Virtual reality in the workforce

The biggest thing I’m bullish on is the relationship between virtual reality and where we are going with the future of work. JPL is stricken by this just like many tech big companies and everything. Our population distributed in the pandemic. Everyone used to live here. You had to be close to the lab are somewhat close. I mean, the furthest people away might have lived in the mountains a couple hours away in Wrightwood or on the way to Vegas or in the South Bay, but you still live within a couple hours. You lived in the five county L.A. area. You don’t anymore. I’d say, maybe 50% of our population doesn’t. We have a hybrid workforce. That’s not going to change. That’s how people advance got a house, moved on in their lives so that they’re not going to give that up. We need VR, we need more immersive experiences, we need more connections. I’ve been heavily of researching that in the context of my job at JPL and my teams to basically figure out how we put on these headsets, get in, feel, touch, see realistic representations of each other and connect.

Metaverse

I’m totally on the metaverse. The other thing is these devices like Facebook, Meta makes a device for VR, that’s called the Quest 2. In my mind, it’s changed the game. It is cheaper than a cell phone. So now you go back to people with my history that grew up… It’s a birthday present. It’s 300 bucks. I mean, even I could have in the trailer got one of these. It’s a lot of money, but I could get it for my birthday or whatever. So now it’s not just high tech, rich, affluent people that get it. We’re seeing these in classrooms. Classrooms could buy 20 of them now, whatever. It’s not the most comfortable thing to wear all the time and being in there for many hours, we still need to figure all that out and we don’t know all that yet. But what I can tell you is this type of experience in a Zoom or two dimensional is just flat out, thrown out the way. If you use it for nothing else than just to meet people, there are free, easy to use capable technologies in there in which you and I could shake hands, high five, and dance. We could go to a forest and a campfire. I could show you JPL and walk you around. Just blown away by that experience. So, yeah, I am totally in the metaverse.

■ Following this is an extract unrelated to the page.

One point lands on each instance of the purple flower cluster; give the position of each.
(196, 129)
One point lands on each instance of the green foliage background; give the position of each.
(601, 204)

Chris’ best practices for personal growth

Don’t jump to the next level without succeeding at every level. Lots of people need to understand that, because when it’s time to go to the next level, if you succeed at every level, it’ll naturally happen and you won’t be pushing. Succeed at every level. The other is and I see a lot of this today that I think people could benefit from. Those who do decide. By the way, the first one was a manager, one of my dear friends at JPL told me that one and it’s born true in my career. The second one is from the open source world. Those who do decide. I see too many people today who Mike, you and I are digging a hole and they’re standing around the hole telling us how we could dig the hole better. Those who do decide, baby, no, you want to do it better? Get down here and dig the hole.